Alright, so we've all seen the modded gauges on the older model rangers, but how about a 2005? With some willingness to expirament, and the drive to produce an awesome mod...here it is.
I started out by removing most of the dash panels on the driver side.
And here are all of the panels laid out in the bed.
This is the full gauge cluster after being removed.
There are two wiring harnesses on the back of the cluster. The grey harness is horizontal and the black is vertical. The black controls the gauge motors themselves.
One other thing to mention before continuing...if you move a needle..against its will..dont worry about it. Everything is electronically controled and you cant knock something out of place that wont reset when you plug the harnesses back in. Anyhow, on with the modding.
Next their are two pieces to remove, the clear plastic covering that goes over the entire cluster, and the black trim piece that surrounds the guages. Both have clips that go around the outside edges of the cluster, and are very easy to remove. Once you've finished removing the pieces you should have this...
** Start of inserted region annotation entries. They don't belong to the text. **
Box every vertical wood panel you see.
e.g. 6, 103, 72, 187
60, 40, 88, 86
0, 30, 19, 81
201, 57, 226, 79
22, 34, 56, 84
One thing I'll let you know about before I continue is that you wont be able to remove the needles...they're pressed/glued on and without a hair dryer(or flame thrower) they wont come off. I didn't really pay any attention to this because you can do the mod without removing them.
Anyhow, there are 8 screws underneath the gauge faces that need to be removed. If you carefully lift the edges or rotate the tach/speedometer you'll see them. Once all of them have been removed, go ahead and pull up on the two plastic tabs. Now flip the whole thing over so your needles are facing down, like so...
Next step is to remove the transparent green material from the back of the gauge faces. I found sand paper to work the best out of everything I tried. I recomment a thicker grit as it is rougher and removes the material quicker and easier. Another nice thing is the groves it leaves in the plastic. Once you start painting the back it makes it much easier to control where the paint is going because it sticks in the groves.
For mine I used stained glass paint, same as the others. I did my notches blue and the numbers white..everything else is the same for now. Because you have to rotate the gauge faces, you'll only be able to do one section at a time until it dries...I found that about 4 hours was long enough for it to dry and not be tacky.
That's pretty much all there is to it. Once the paint is dry, reassemble everything and enjoy!